Media: Jarosław Bieniuk miał otrzymać propozycję ugody w zamian za 400 tys. zł

Nowe informacje, które pojawiły się w sprawie zarzutów wobec byłego piłkarza Jarosława Bieniuka, dotyczą oferty, jaką były reprezentant Polski miał dostać w zamian za złagodzenie zarzutów.

2019-04-23, 11:47

Media: Jarosław Bieniuk miał otrzymać propozycję ugody w zamian za 400 tys. zł
Jarosław Bieniuk . Foto: Karolina Misztal/REPORTER/EastNews

Jak informuje "Gazeta Wyborcza", Jarosław Bieniuk miał odrzucić propozycję zapłacenia 400 tys. zł w zamian za sprowadzenie sprawy na łagodniejsze zarzuty - gwałtu, ale bez szczególnego okrucieństwa.

Według gazety oferta miała zostać przedstawiona na nieformalnym spotkaniu prawników piłkarza i oskarżycielki tuż po zatrzymaniu Jarosława Bieniuka. Jak informuje "Gazeta", oferta została odrzucona. 

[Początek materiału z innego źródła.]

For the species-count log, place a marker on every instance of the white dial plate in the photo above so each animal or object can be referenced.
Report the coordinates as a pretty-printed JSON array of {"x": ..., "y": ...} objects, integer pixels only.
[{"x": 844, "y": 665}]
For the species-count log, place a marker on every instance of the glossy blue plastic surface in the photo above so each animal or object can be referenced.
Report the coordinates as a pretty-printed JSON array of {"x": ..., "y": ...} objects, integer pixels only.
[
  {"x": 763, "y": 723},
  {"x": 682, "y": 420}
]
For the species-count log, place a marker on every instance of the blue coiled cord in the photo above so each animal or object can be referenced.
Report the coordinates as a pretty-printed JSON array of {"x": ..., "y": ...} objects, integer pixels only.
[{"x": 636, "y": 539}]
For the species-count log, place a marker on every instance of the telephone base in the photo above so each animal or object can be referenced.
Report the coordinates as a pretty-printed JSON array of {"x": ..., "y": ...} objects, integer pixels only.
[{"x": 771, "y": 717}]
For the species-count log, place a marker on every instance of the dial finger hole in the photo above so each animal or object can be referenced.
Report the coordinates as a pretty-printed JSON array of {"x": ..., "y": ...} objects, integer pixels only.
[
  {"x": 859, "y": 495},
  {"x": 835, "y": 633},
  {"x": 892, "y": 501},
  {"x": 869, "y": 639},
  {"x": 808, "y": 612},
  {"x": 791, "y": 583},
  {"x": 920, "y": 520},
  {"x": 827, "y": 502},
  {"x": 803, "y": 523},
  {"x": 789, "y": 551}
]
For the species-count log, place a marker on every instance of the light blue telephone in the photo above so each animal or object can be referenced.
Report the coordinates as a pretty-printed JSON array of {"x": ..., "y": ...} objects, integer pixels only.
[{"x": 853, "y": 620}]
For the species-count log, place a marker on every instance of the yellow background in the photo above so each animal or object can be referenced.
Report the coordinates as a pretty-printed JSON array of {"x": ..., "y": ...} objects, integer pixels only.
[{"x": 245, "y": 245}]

W ubiegłym tygodniu były piłkarz został zatrzymany ze względu na podejrzenie o popełnienie przestępstwa przeciwko wolności seksualnej. Były piłkarz twierdzi, że oskarżenia formułowane pod jego adresem są nieprawdziwe. Jak informowano 29-letnia kobieta oskarżyła go o brutalny gwałt. 

Mariusz Duszyński z Prokuratury Okręgowej w Gdańsku poinformował jednak, że zajmująca się sprawą sopocka prokuratura postawiła Jarosławowi Bieniukowi zarzuty "udzielenia innej osobie środka psychoaktywnego". Taki czyn zagrożony jest karą do trzech lat więzienia.

REKLAMA

Prokuratura zdecydowała, że sportowiec może wyjść na wolność po wpłaceniu 20 tys. zł kaucji. Wobec byłego piłkarza orzeczony został dozór policji i zakaz kontaktu ze świadkami.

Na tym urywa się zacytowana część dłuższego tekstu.